- Born: Richard Lawrence Stevenson December 22, 1930 Los Angeles, California, U.S.
- Died: 25 March 2012 (aged 81) Santa Monica, California, U.S.
- Education: Santa Monica College
- Occupation: Inventor
- Known for: Skateboard kicktail

= Larry Stevenson =

Richard Lawrence "Larry" Stevenson (December 22, 1930 - March 25, 2012) was an American Skateboarder. He was the inventor of the kicktail, the bent-upwards end of a skateboard, which made most of today's skateboarding tricks possible and essentially revolutionized the sport.

==Early life==
Stevenson was born in 1930 in Los Angeles, California; his mother was Inez Kiem and his father was Leonard Stevenson. After high school Larry Stevenson joined the U.S. Navy as a fighter mechanic. He served for two years in the Korean War.

After that, he went on to Santa Monica College in California and became a swimmer. He played water polo and swam for Coach John Josephs. Stevenson won the all American award for fastest time for the breast stroke. The record was only recently broken, and he was given a lifetime allowance into any Santa Monica College event, if he wished to attend. After SMC, Stevenson went to USC, on a swimming scholarship, where he majored in business.

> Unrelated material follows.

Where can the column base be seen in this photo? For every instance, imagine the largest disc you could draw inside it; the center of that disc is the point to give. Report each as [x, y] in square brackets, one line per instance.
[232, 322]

During the middle to late part of the 1950s, Stevenson became a Venice Beach lifeguard for the city of Los Angeles. While sitting watching surfers he noticed they would skate on crude skateboards back in the parking lots at the beach. This was true especially when there was no surf. Stevenson, while visiting Hawaii en route to Korea, during the war noticed a great surfing beach called "Makaha". All those years later he remembered how much he liked the beach in Hawaii, but he also loved the name Makaha.

After a short period of time, Stevenson started MAKAHA skateboards. He is credited with being the man who made the first high-quality skateboard. He patented the double kicktail in 1969, had the first skate team in 1963, and held the first skateboard contest in 1963. Stevenson also published Surfguide magazine during the 1960s, and Poweredge skateboarding magazine during the 1980s and 1990s. He was involved with Makaha and Poweredge; both have been reborn with new editors.

He was inducted into the Skateboarding Hall of Fame in 2010.

==Death==
Stevenson died on March 25, 2012, from complications of pneumonia due to Parkinson's disease in his Santa Monica home. He died in the age of 81.